Sometimes these circumstances are of our own making and sometimes they are not. If we have done something stupid (human) which caused the problem, we beat ourselves up even more. Lets say you spent your life as a professional stunt man and, now that you are older, every joint in your body hurts. Or maybe it was overeating, over spending, working in a high stress occupation, lack of ambition, procrastination, or just plain laziness. There are a million and one reasons to regret and feel sorry for yourself.
King David had done some pretty stupid (human) things. He committed adultery, brought the woman’s husband home from battle to try to cover up the fact that he (David) had gotten her pregnant, then, when that didn’t work out, had the man sent to the front lines to a certain death. His punishment was, among other things, that the child born of this relationship would die. When the child was struck with illness, and for seven days, David fasted, wept and prayed. But when the child died, David got up, cleaned up and worshiped the Lord. There was nothing more he could do, so it was time to get up and go on. Yes, I am sure he was upset. He most likely blamed himself for the child’s death. He knew he had done wrong. But it was now time to get up and get over himself.
Each of us has that choice to make every day. We can sit and wallow in our self-pity or get up, wash our faces, and get on with it. I know that there are those with seemingly insurmountable odds stacked against them. Lives can be one step up and two steps back until you wind up in a hole you can not climb out of on your own. David didn’t go it alone either. The first thing he did was to worship (2 Samuel 12). He got out of himself and turned to the one who could help him. He didn’t go whining to God about how bad life treated him, he praised Him. He worshiped the Lord.

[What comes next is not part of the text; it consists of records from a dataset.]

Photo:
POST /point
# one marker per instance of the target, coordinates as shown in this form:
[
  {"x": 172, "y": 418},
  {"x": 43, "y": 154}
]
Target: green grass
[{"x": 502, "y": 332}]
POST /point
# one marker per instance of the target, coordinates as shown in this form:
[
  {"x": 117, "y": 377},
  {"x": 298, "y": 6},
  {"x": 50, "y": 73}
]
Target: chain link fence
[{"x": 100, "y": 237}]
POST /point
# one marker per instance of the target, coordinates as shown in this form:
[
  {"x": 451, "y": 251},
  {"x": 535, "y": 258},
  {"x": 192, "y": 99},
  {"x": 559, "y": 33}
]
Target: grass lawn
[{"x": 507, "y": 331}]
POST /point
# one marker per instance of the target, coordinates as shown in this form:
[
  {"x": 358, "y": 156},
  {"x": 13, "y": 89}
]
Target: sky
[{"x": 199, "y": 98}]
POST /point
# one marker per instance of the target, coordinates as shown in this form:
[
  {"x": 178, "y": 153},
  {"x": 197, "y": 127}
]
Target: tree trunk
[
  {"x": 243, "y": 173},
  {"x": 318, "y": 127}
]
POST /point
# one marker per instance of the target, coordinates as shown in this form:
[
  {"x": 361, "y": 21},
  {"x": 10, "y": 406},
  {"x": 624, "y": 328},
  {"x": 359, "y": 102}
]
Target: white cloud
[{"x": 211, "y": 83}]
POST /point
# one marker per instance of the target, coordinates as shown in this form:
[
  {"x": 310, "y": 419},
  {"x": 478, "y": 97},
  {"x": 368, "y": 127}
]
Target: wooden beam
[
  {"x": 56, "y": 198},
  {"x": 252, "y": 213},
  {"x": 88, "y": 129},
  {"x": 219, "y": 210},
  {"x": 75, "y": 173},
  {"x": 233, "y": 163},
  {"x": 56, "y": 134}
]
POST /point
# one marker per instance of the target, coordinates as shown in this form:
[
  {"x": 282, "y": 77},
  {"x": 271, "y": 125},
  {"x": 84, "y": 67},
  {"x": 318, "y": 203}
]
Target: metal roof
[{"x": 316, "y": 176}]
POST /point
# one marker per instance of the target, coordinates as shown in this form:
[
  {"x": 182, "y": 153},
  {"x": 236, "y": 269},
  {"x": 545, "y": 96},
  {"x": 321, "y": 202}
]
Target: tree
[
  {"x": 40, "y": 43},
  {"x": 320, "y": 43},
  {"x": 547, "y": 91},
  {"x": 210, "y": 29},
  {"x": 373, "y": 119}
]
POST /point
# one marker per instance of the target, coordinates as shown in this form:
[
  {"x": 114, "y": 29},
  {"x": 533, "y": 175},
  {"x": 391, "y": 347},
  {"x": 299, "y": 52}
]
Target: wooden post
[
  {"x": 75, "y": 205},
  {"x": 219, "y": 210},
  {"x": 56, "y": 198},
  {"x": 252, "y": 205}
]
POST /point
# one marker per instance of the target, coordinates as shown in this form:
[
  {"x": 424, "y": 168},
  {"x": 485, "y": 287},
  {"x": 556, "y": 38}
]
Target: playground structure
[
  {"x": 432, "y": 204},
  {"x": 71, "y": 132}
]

Maybe if we spend less time looking in and more time looking out, the circumstances wouldn’t seem so huge that they can’t be overcome. I realize and know from my own personal experience that the circumstances can be overwhelming at times. Three years ago, I had neck surgery which was supposed to fix a problem, but instead left me paralyzed in my right arm. When the doctors said there would be no more healing, that is when I began to get the use of my arm back. I was rarely positive throughout the eighteen months it took to recover, but I did learn about faith and grace. Sometimes the lessons take longer than we expect or hope for.
If God be for us, who can be against us.